We return to our room and are greeted with a turndown service that sees a diffuser and fire turned on, blinds drawn, and a hot-water bottle placed on my bed along with a handwritten note telling me the sun will rise at 6.44am. Unfortunately, when I wake, clouds blanket the landscape so there is no sunrise to see, but it doesn’t dampen our spirits. We emerge from our rooms and I suddenly remember I need to charge the car. It’s moved to one of the garages by a helpful attendant. I offer to help but I’m assured they can handle it. Thankfully, it can achieve a 0-80 per cent charge in as little as 30 minutes away from home using a 50kW charger.

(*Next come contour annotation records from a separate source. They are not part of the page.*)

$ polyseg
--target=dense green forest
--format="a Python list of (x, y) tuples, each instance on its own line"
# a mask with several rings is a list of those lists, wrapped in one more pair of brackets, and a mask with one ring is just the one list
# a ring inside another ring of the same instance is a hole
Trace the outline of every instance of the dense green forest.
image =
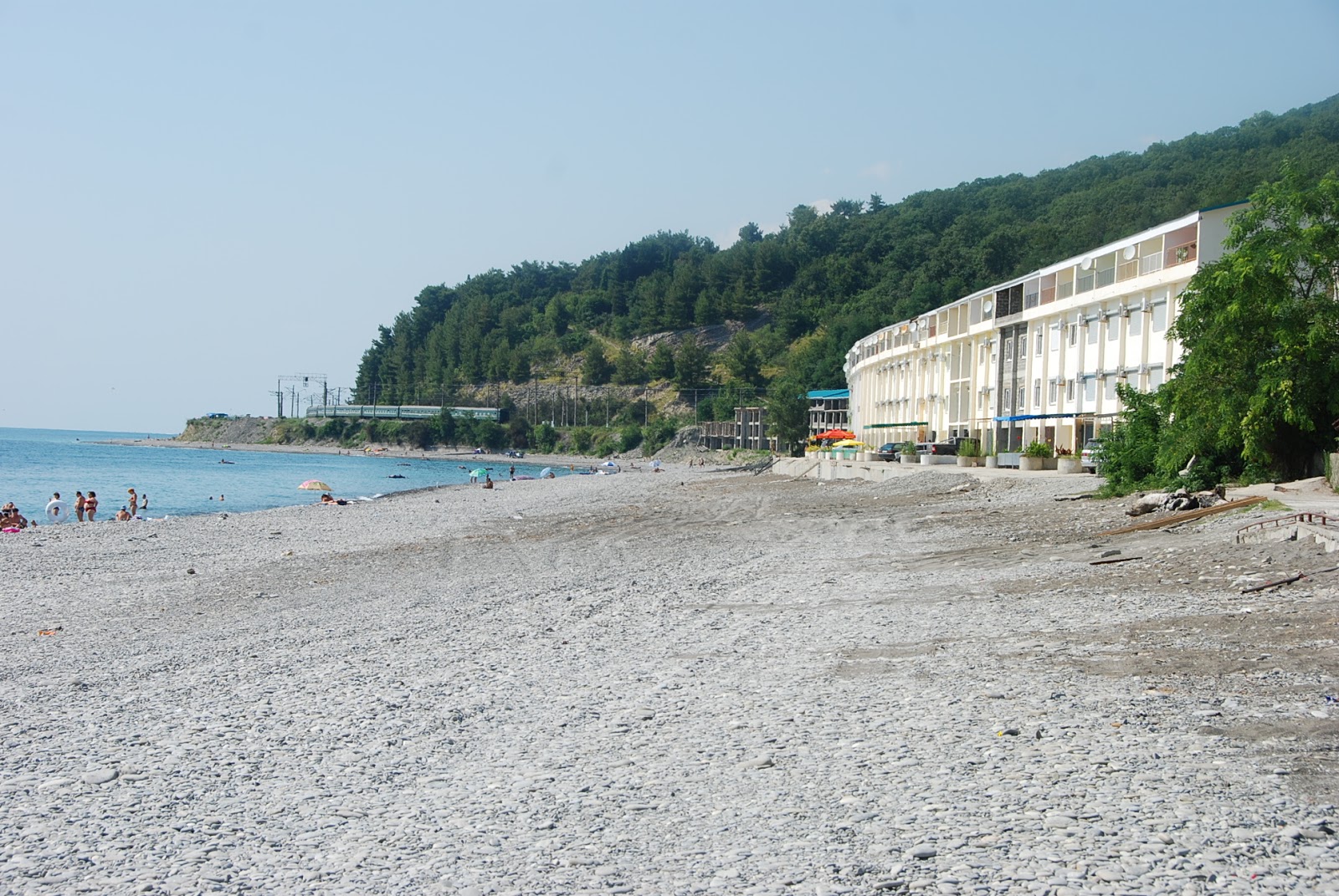
[[(722, 249), (656, 233), (580, 264), (525, 261), (423, 289), (362, 359), (356, 400), (437, 403), (462, 384), (566, 380), (680, 388), (840, 388), (846, 350), (882, 325), (1194, 209), (1249, 196), (1284, 159), (1339, 169), (1339, 96), (1236, 127), (885, 204), (799, 205), (779, 233)], [(747, 321), (716, 355), (694, 338)]]

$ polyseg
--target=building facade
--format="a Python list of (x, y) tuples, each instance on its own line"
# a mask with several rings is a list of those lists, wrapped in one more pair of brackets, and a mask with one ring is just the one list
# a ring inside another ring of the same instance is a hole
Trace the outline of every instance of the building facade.
[(809, 392), (810, 438), (828, 430), (850, 426), (850, 390), (817, 388)]
[(1180, 360), (1168, 328), (1181, 292), (1223, 254), (1240, 208), (1194, 212), (861, 339), (845, 364), (857, 438), (1078, 453), (1119, 414), (1117, 383), (1150, 391)]

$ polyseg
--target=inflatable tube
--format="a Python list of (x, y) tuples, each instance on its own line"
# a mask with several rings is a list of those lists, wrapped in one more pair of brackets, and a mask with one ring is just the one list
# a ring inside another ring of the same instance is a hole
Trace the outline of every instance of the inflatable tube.
[(52, 522), (64, 522), (70, 518), (70, 505), (64, 501), (51, 501), (47, 504), (47, 518)]

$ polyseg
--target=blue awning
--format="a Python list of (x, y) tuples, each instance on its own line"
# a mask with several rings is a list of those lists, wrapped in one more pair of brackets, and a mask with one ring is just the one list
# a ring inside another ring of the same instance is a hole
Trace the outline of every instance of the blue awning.
[(992, 418), (996, 423), (1012, 423), (1014, 421), (1051, 421), (1056, 418), (1079, 418), (1079, 417), (1093, 417), (1091, 411), (1075, 413), (1075, 414), (1014, 414), (1012, 417), (996, 417)]

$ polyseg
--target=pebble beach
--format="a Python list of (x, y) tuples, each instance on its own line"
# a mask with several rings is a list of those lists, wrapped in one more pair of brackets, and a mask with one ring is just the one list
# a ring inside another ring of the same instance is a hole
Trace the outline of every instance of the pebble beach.
[(1339, 891), (1335, 561), (1079, 478), (8, 536), (0, 892)]

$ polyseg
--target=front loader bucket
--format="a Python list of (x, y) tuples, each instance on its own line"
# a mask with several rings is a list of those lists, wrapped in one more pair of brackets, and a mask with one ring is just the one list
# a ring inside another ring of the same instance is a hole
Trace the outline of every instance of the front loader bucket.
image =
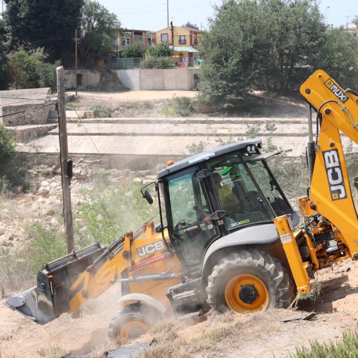
[(69, 288), (78, 276), (106, 249), (98, 242), (43, 265), (37, 286), (4, 303), (28, 318), (44, 324), (69, 310)]

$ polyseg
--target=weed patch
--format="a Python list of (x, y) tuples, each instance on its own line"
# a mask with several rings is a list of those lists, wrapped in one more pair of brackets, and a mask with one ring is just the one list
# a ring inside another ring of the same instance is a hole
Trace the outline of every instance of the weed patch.
[(162, 106), (162, 110), (166, 117), (189, 117), (193, 105), (189, 97), (174, 96)]
[(94, 103), (90, 106), (90, 110), (94, 111), (96, 118), (107, 118), (112, 114), (112, 109), (105, 104), (102, 103)]

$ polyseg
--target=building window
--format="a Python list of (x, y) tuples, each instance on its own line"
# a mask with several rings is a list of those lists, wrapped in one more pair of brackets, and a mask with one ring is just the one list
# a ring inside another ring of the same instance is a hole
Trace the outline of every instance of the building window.
[(122, 39), (122, 46), (128, 46), (130, 44), (130, 37), (123, 37)]
[(143, 42), (143, 35), (135, 35), (134, 38), (135, 38), (135, 42), (136, 42), (137, 41), (139, 41), (140, 42)]

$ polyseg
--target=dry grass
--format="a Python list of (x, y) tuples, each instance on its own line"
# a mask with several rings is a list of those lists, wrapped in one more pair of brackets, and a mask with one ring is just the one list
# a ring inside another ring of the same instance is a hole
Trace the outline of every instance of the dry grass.
[(68, 352), (59, 343), (40, 348), (36, 352), (36, 356), (39, 358), (66, 358)]
[(213, 352), (216, 356), (221, 352), (227, 353), (241, 346), (245, 337), (259, 342), (279, 330), (280, 320), (297, 315), (299, 314), (284, 309), (240, 315), (213, 313), (206, 322), (192, 328), (174, 321), (163, 321), (143, 337), (148, 341), (153, 337), (153, 342), (150, 347), (141, 351), (139, 358), (186, 358)]

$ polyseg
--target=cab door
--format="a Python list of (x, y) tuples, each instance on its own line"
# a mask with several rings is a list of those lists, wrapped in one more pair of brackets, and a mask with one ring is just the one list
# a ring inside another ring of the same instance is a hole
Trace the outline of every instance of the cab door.
[(198, 167), (168, 175), (166, 180), (170, 239), (188, 267), (199, 265), (208, 245), (220, 235)]

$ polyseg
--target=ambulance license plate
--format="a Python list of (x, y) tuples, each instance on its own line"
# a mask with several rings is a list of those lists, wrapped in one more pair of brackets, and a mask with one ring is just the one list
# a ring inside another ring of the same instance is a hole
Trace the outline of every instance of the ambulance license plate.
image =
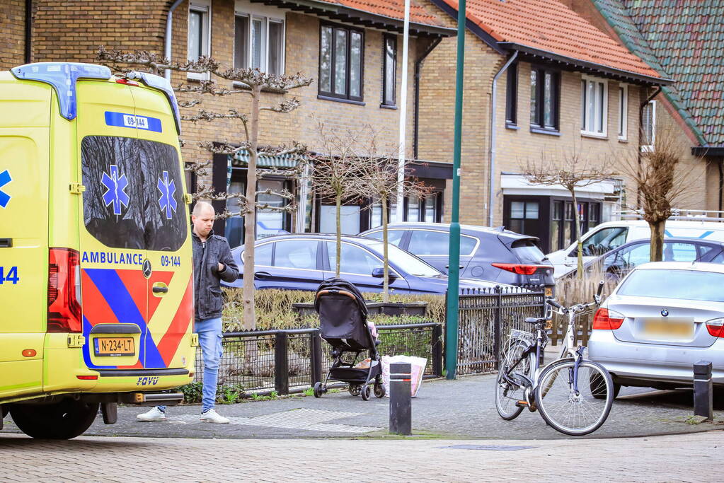
[(98, 337), (95, 339), (96, 356), (133, 356), (132, 337)]

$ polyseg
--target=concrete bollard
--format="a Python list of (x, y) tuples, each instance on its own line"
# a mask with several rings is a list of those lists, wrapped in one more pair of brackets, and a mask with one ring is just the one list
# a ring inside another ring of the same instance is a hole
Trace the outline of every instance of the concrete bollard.
[(699, 361), (694, 364), (694, 415), (714, 419), (714, 396), (712, 388), (712, 363)]
[(390, 434), (412, 434), (412, 395), (410, 364), (390, 365)]

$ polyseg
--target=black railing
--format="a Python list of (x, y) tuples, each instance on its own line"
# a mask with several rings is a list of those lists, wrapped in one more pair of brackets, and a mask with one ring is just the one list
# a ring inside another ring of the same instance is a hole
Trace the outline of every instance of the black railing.
[[(427, 359), (426, 377), (442, 375), (442, 328), (436, 322), (378, 325), (380, 355)], [(322, 380), (332, 363), (329, 344), (319, 329), (279, 329), (223, 334), (219, 386), (244, 392), (300, 392)], [(203, 377), (201, 348), (196, 354), (195, 382)]]
[(524, 319), (543, 317), (545, 313), (545, 296), (537, 288), (461, 291), (458, 312), (458, 374), (497, 369), (501, 343), (510, 330), (529, 330)]

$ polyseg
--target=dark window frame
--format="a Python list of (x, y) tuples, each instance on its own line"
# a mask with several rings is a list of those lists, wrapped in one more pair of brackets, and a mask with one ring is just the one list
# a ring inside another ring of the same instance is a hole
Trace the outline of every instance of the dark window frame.
[[(350, 27), (348, 25), (343, 25), (340, 24), (335, 24), (329, 22), (319, 22), (319, 56), (317, 58), (317, 63), (319, 64), (319, 68), (317, 72), (319, 73), (319, 79), (321, 79), (321, 35), (322, 29), (327, 27), (332, 29), (332, 42), (330, 43), (330, 47), (332, 48), (332, 52), (329, 56), (329, 88), (332, 92), (327, 92), (326, 90), (322, 90), (321, 84), (317, 82), (317, 94), (318, 97), (323, 99), (327, 99), (329, 101), (342, 101), (342, 102), (347, 101), (350, 103), (362, 103), (364, 101), (364, 30), (355, 28), (353, 27)], [(345, 90), (347, 95), (337, 94), (334, 91), (334, 66), (337, 64), (337, 51), (334, 43), (334, 31), (337, 30), (345, 30), (347, 32), (347, 55), (346, 55), (346, 70), (347, 79), (345, 81)], [(350, 95), (350, 64), (351, 64), (351, 50), (352, 50), (352, 33), (358, 33), (361, 37), (360, 40), (360, 95), (355, 96)]]
[(518, 127), (518, 62), (508, 68), (505, 89), (505, 127)]
[[(392, 41), (393, 47), (392, 55), (392, 102), (387, 99), (387, 42)], [(395, 107), (397, 106), (397, 36), (386, 33), (382, 35), (382, 102), (380, 106)]]
[[(531, 71), (536, 72), (536, 103), (534, 119), (531, 120), (531, 132), (542, 134), (559, 134), (560, 132), (560, 71), (545, 66), (531, 66)], [(545, 76), (550, 74), (553, 81), (551, 91), (552, 97), (552, 126), (545, 124)], [(533, 99), (531, 99), (533, 104)], [(531, 108), (533, 106), (531, 106)]]

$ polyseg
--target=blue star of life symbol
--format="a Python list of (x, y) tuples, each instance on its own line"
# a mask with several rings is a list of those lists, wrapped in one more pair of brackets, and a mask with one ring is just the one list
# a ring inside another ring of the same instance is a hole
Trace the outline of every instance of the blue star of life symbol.
[(161, 197), (159, 198), (159, 205), (161, 210), (166, 210), (166, 218), (170, 220), (176, 213), (176, 200), (174, 199), (174, 193), (176, 192), (176, 185), (174, 180), (169, 181), (169, 172), (164, 171), (164, 178), (159, 178), (156, 184), (159, 191), (161, 192)]
[(130, 198), (126, 194), (125, 189), (128, 186), (128, 179), (126, 175), (118, 176), (118, 166), (115, 164), (111, 165), (111, 175), (107, 173), (103, 174), (101, 182), (107, 188), (103, 195), (103, 200), (106, 202), (106, 206), (113, 203), (113, 214), (121, 214), (121, 205), (128, 208)]
[[(3, 187), (12, 181), (12, 178), (10, 177), (10, 171), (6, 169), (2, 173), (0, 173), (0, 188)], [(4, 208), (7, 206), (11, 197), (12, 197), (4, 192), (2, 189), (0, 189), (0, 206)]]

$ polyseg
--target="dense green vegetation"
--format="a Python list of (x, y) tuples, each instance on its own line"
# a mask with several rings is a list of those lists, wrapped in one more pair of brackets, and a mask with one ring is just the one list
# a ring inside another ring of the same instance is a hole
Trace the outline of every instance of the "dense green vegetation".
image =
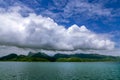
[(0, 57), (0, 61), (38, 61), (38, 62), (96, 62), (96, 61), (120, 61), (120, 57), (106, 56), (99, 54), (55, 54), (54, 56), (48, 56), (45, 53), (29, 52), (28, 55), (9, 54)]

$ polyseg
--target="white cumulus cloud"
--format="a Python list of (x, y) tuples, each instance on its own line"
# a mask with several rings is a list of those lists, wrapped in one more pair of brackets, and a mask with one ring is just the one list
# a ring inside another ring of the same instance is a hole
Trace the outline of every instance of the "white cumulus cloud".
[(49, 17), (35, 13), (23, 17), (18, 9), (12, 8), (9, 11), (0, 9), (0, 45), (76, 50), (113, 49), (115, 43), (85, 26), (74, 24), (67, 29)]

We head to the kitchen in the meantime where a more casual breakfast is waiting. There’s everything you could possibly want — bircher muesli, croissants, figs and blueberries, bacon and freshly scrambled eggs. We’re told they’re Barrie’s eggs, the only resident in the nearby town of Cass (home to the old railway house immortalised in Rita Angus’ painting of the same name). Like everything at Flockhill, it’s these local touches that make you realise how thought-out the entire space is. By the time we finish breakfast I’m advised the car is ready to go. I briefly set up camp in the living room, overlooking the majestic Sugarloaf Hill and surrounding alpine-scape. I open my laptop to check my emails before our journey back, reluctantly letting some of the real world seep in. After a minute or two, I snap it closed again, preferring to simply sit and take in my surroundings. I want to experience every last second of this place, feeling confident the car is charged up and ready to take me home.